MAKES:  6 – 8 servings

Tuesday, October 21, 2014



Fingerling Potato Salad w/grilled onions
1-1/2 lb. fingerling potatoes, roasted, cooled and cut in half
  crosswise
2 red onions, grilled, slices separated and cut into one-inch pieces
½ lb. asparagus spears (optional), roasted in a 400F oven until tender,
  cut in half
1/3C toasted walnuts
1/2C sour cream
2 Tbsp. honey mustard
3 oz. creamy blue cheese
2 Tbsp. white wine vinegar
salt and freshly ground pepper
1C baby arugula

Combine the sour cream, mustard, blue cheese and vinegar together and season with salt and pepper to taste.  Toss the potatoes with the dressing, grilled onions and roast asparagus.  Add the walnuts and arugula and toss again.
MAKES:  6 – 8 servings

Sunday, June 30, 2013

Pee Wee Potato Salad
3 - 4 lb. pee wee potatoes, pricked with a fork
2 red onions, peeled and thinly sliced
2 bunches asparagus, stems broken where they naturally break
olive oil
salt and pepper to taste
1/2C oil packed sun-dried tomato slices
1 Tbsp. capers, drained
10 pitted Kalamata olives, pitted and sliced
2C baby arugula (optional)

Vinaigrette
2 Tbsp.

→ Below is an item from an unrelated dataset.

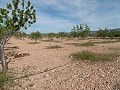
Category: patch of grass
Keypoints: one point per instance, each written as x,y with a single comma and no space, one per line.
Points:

Sherry wine vinegar
2 Tbsp. balsamic vinegar
2 tsp. honey mustard
salt and freshly ground pepper to taste
4-1/2 Tbsp. olive oil

Heat 2 tablespoons olive oil in a sauté pan, add the red onions and cook until slightly caramelized – about 40 minutes.  Let cool.  Shake the vinaigrette ingredients together in a jar and set aside.  Preheat oven
to 400F.  Place the pricked potatoes on a cookie sheet and bake until soft – about 20 minutes.  Let cool slightly.  Place the asparagus on a cookie sheet, toss with olive oil, salt and pepper and roast until
tender – about 15 minutes.  Let cool.  Cut into 2-inch pieces.

Add ¼ cup of the vinaigrette to the potatoes and toss while they are still warm.  Add all the remaining ingredients and toss, adding additional vinaigrette as necessary.  Serve at room temperature.